For the first time, and thanks to the generous support of The Getty Foundation who sponsored the virtual platform, 27 grantees attended the conference online, while 23 attended onsite.
Launched in 2005, CIMAM’s Travel Grant Program is designed to foster cooperation and cultural exchange between contemporary art curators and museum directors in emerging and developing economies and their counterparts in other regions of the world.

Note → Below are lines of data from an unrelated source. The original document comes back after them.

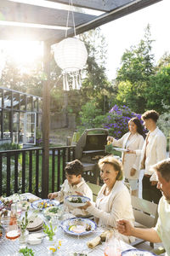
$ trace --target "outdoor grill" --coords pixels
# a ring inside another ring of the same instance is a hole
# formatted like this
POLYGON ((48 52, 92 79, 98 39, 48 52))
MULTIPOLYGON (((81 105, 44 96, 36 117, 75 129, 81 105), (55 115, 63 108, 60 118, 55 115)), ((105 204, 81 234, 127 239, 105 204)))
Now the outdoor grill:
POLYGON ((106 154, 105 146, 107 144, 107 136, 106 129, 88 129, 76 143, 75 156, 83 165, 83 177, 86 181, 99 183, 99 170, 97 163, 106 154))

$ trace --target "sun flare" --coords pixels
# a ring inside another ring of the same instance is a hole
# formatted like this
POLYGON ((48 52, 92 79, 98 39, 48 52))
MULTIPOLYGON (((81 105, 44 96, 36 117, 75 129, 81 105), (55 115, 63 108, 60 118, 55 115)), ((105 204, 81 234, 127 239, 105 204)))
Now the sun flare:
POLYGON ((42 42, 37 41, 2 41, 1 49, 3 49, 17 66, 22 67, 26 70, 31 64, 35 64, 43 54, 43 46, 42 42))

Susanne Hætta's Conference Report
I am grateful for the grant I received last year, although I regret that I wasn’t able to travel to the conference in Poland. I spent the grant period last December doing an investigation of whether I could find a subjective photographic view of Sámi people, the Indigenous people of Scandinavia and North West Russia. The Sámi are one of the most photographed Indigenous peoples in the world, often being exoticized in visual representations as “others”. I tried to find early Sámi photographers, earlier than the 1950s, and that was a challenge. A few stood out, and it was interesting, as a Sámi photographer and visual artist myself, to view in which manner they chose motifs, settings and models. What and who they photographed showed an inside view of Sámi life, often humouristic and with an emphasis on daily life, rather than big occasions like weddings and birthdays.
The conference, that I attended digitally, had interesting speakers, and I followed it as much as I could, in between the activities of the daily life I have as a single parent. Maristella Svampa from Argentina had interesting and fruitful analyzes of the pandemic linked to zoonosis and the increasing divide between people of wealth and people of poverty.

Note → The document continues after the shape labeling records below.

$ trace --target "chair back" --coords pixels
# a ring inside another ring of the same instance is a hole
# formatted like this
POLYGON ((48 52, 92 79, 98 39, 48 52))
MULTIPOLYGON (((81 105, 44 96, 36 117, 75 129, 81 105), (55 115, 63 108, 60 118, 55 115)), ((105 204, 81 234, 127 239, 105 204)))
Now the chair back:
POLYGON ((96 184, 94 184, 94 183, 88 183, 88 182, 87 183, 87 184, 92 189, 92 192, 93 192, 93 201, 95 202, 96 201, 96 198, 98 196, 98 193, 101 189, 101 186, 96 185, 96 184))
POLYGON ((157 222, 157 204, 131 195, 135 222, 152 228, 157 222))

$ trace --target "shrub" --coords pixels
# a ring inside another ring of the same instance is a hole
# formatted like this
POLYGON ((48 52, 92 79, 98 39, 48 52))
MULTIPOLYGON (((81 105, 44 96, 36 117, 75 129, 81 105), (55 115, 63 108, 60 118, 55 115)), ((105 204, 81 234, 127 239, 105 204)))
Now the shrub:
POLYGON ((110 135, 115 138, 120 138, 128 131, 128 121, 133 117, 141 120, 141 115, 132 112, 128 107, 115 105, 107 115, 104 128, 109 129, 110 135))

I also learned that neo-extractivism didn’t slow down during the pandemic, and I instantly connected that information to greenwashing in Sápmi. Indigenous peoples are expected to “take one for the team”, to give away traditional land and seasonal migratory routes to let large international corporations and investment banks start mining or build enormous wind power plants. There are many ongoing cases like this in Sápmi.
As I am not a museum academic, some themes and analysis were difficult for me to follow. However, I think this grant and the conference will have an influence on my curiosity about such topics as ecocide, neo-colonialism and neo-extractivism, and how museums can take part in the talks about these problems in the coming years. These topics are also connected to the lack of Sámi photographic voices from earlier years, in times where assimilation politics were dominant, and Sámi people were merely objects and had no political power.
This has changed, and I see museums as important participants in the ever-changing dialogues about truth, sovereignty and storytelling, everywhere, but especially in Indigenous areas.